Lewis, a World War II veteran suffered from a number of health issues. "I took care of him for six and a half years, totally," McAlister says.

He passed away from heart failure on December, 14 2013 but his death didn't come as a surprise. The couple bought and completely paid for a companion mausoleum at Mountain View Memorial Gardens years before.

However, visiting his grave is hard for McAlister. "I sit up here a lot of times and just cry about it," she says.

There's no no name plate, no plaque of any kind, just a small vase of flowers McAlister put in the ground, against cemetery regulations, to honor her lost veteran. On the side of the mausoleum, a large crack.

"As long as he's been here I would've thought it would be fixed right by now," McAlister says.

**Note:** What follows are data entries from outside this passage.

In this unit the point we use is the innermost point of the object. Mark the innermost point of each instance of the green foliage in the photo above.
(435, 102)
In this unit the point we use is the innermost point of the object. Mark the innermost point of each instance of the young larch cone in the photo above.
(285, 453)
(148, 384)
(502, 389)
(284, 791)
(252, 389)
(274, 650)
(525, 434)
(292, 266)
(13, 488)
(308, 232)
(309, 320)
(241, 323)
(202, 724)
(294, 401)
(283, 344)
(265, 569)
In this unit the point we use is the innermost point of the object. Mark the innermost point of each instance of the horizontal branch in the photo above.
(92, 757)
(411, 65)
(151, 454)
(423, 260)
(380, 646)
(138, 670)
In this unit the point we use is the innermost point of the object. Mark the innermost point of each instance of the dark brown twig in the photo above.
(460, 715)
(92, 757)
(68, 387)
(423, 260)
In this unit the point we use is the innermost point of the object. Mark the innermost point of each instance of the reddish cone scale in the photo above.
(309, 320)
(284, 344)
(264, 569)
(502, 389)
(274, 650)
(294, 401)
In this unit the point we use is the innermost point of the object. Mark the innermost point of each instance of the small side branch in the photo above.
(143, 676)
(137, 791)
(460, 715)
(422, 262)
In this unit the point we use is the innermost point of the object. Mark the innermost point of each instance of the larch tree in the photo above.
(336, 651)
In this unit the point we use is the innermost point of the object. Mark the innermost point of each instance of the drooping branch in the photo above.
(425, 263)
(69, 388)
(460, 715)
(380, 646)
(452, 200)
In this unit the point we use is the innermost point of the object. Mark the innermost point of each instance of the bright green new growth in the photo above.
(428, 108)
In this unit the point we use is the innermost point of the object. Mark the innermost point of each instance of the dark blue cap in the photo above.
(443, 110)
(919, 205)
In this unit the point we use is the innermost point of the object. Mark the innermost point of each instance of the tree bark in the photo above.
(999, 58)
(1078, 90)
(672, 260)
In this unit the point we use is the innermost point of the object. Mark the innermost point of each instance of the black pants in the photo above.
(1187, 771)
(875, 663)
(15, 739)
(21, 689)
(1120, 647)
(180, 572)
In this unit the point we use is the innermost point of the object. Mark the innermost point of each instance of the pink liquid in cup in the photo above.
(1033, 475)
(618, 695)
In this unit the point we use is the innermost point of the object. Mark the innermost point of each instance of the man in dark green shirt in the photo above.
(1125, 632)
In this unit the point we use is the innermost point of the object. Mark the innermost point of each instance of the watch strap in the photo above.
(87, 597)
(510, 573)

McAlister says she's spoken with management but hasn't gotten anywhere. "I asked for a time frame, they have no idea," she explains.

Channel 3 spoke to the management office by phone. During our call they promised to have the plaque mounted and the crack in the mortar fixed by Wednesday. The current property owner says the former property owner, who oversaw the property since the 70's, passed away in March. He admits there's been a "learning curve" with the change in processing but understands how a widow could be heartbroken over the current care. 


McAlister will one day lay beside her late husband again, until then she wants everyone who visits to know the man laid to rest there.

"I feel like they've had enough time to do that. It really upsets me when I come up here and its not done," McAlister says.